Mundo Disney
- Network: Disney
- Launched: 31 August 2015
- Closed: 31 August 2018
- Country of origin: Brazil
- Major broadcasting contracts: SBT
- Original language(s): Portuguese
- Official website: Official website

= Mundo Disney =

Portuguese television output, 2015–2018

Mundo Disney was a block of cartoons, series and films shown by SBT, which entered into a partnership with The Walt Disney Company to display these contents. The block debuted on 31 August 2015 and was shown on SBT until 31 August 2018. The Block broadcast daily programming created by Disney itself and vignettes were shown, commercials and calls for the block's attractions, in a format similar to the Disney group's paid channels. From Monday to Sunday, the block showed cartoons and productions from Disney channels.

The agreement marks a partnership between the two companies, which have been distant for ten years, after Disney left SBT and signed a contract with TV Globo. In addition, the agreement also provides that all revenue from the time slot is owned by Disney. On 13 August 2018, it was announced that Disney terminated its contract with SBT. The block remained online until 31 August 2018, the day the partnership began in 2015.
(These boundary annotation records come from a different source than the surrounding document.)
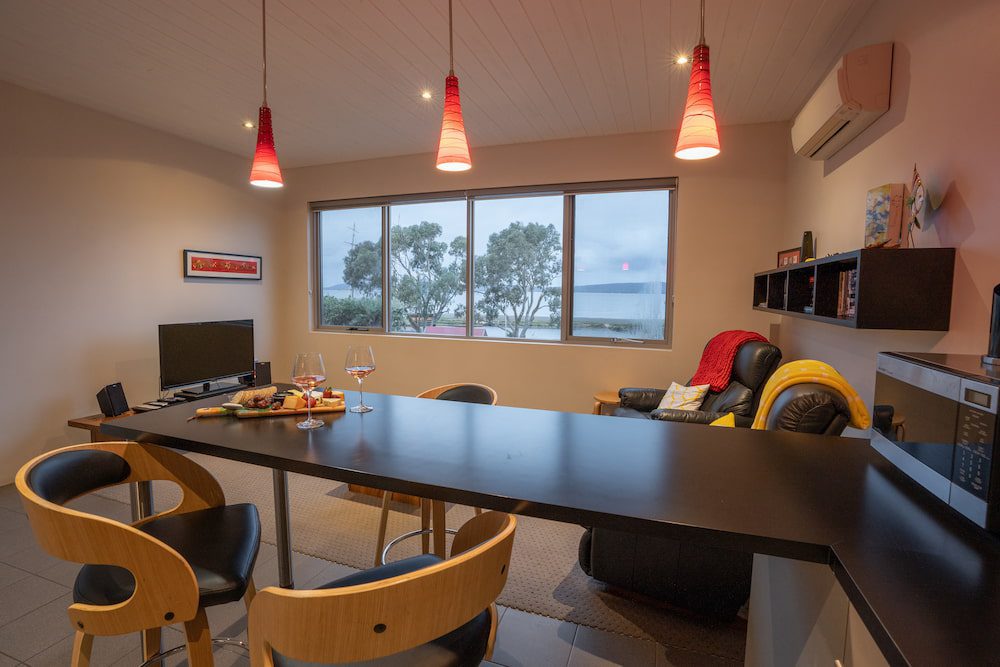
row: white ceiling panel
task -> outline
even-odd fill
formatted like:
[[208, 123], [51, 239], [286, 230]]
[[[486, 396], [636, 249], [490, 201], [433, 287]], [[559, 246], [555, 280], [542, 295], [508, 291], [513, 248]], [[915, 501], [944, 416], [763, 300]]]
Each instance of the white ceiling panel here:
[[[716, 111], [790, 119], [874, 0], [708, 0]], [[676, 127], [697, 0], [455, 0], [475, 146]], [[270, 0], [268, 99], [286, 167], [433, 151], [446, 0]], [[251, 0], [0, 0], [0, 79], [249, 155]], [[422, 90], [433, 93], [430, 101]]]

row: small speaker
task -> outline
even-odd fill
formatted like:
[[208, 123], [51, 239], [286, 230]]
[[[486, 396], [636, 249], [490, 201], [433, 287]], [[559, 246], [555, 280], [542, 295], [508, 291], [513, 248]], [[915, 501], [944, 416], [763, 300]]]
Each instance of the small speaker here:
[[125, 390], [121, 382], [109, 384], [97, 392], [97, 404], [105, 417], [117, 417], [128, 412], [128, 401], [125, 400]]
[[253, 386], [264, 387], [271, 384], [271, 362], [255, 361], [253, 363]]

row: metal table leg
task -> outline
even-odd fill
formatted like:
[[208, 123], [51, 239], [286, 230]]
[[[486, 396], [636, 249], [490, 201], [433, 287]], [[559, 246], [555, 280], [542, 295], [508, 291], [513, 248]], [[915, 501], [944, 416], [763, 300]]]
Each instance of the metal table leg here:
[[278, 543], [278, 585], [294, 588], [292, 581], [292, 536], [288, 522], [288, 473], [272, 470], [274, 477], [274, 532]]
[[[145, 519], [153, 514], [153, 483], [136, 482], [129, 484], [129, 500], [132, 501], [132, 521]], [[163, 649], [163, 642], [160, 640], [160, 629], [155, 631], [139, 633], [139, 641], [142, 645], [143, 659], [156, 655]]]

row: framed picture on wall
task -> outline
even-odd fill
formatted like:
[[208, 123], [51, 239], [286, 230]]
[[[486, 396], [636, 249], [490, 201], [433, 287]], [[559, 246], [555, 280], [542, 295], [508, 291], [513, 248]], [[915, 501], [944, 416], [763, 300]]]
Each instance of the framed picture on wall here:
[[802, 255], [802, 248], [789, 248], [778, 251], [778, 268], [789, 264], [798, 264]]
[[185, 278], [225, 278], [260, 280], [261, 258], [256, 255], [233, 255], [208, 250], [184, 251]]

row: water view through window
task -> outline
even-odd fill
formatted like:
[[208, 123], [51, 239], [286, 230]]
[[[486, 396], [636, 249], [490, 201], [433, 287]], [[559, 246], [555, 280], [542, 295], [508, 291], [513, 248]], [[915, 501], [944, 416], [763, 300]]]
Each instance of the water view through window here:
[[317, 206], [319, 326], [664, 341], [674, 187], [659, 179]]
[[465, 335], [466, 201], [389, 207], [392, 331]]
[[563, 196], [473, 204], [473, 336], [559, 340]]
[[324, 326], [382, 326], [382, 208], [319, 216], [319, 320]]
[[662, 340], [670, 192], [576, 196], [572, 335]]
== Attractions displayed ==
- Mickey Mouse Clubhouse
- The Lion Guard
- Sheriff Callie's Wild West
- Art Attack
- Austin & Ally
- Cinema Sunday
- Doc McStuffins
- DuckTales
- Elena of Avalor
- Rapunzel's Tangled Adventure
- Hannah Montana Forever
- Henry Hugglemonster
- Jake and the Never Land Pirates
- Juacas
- Junior Express
- Handy Manny
- Mickey Mouse
- Mickey and the Roadster Racers
- Miles from Tomorrowland
- Muppet Babies (2018)
- I Didn't Do It
- Ninjago
- Once
- Wizards of Waverly Place
- The 7D
- Operation Big Hero: The Series
- Parquinho
- Phineas & Ferb
- Pijama Party
- Sofia the First
- Puppy Dog Pals
- ¡Qué talento!
- Soy Luna
- Vampirina
- Violetta
- Zack & Cody: Twins on Board
- The Suite Life of Zack & Cody

== Court hearing ==
In the first month since the premiere of Mundo Disney, SBT's audience gradually fell on Sundays. After six months on air, SBT's average audience fell. The first highlight in the hearing came only in June 2016, after other TV stations competing with SBT interrupted their programming to broadcast the Dilma Rousseff impeachment process. After the positive highlight of June, negative audience ratings for the block were once again recorded.

In the same month, journalist Flávio Ricco's comment was reported in the press, which said: "What is already certain is that the "Mundo Disney" is no longer as secure in SBT's programming as before. The money offered to purchase these time slots is far from compensating for the losses caused to daily and weekend audiences. The information is that Silvio Santos himself is already convinced of this."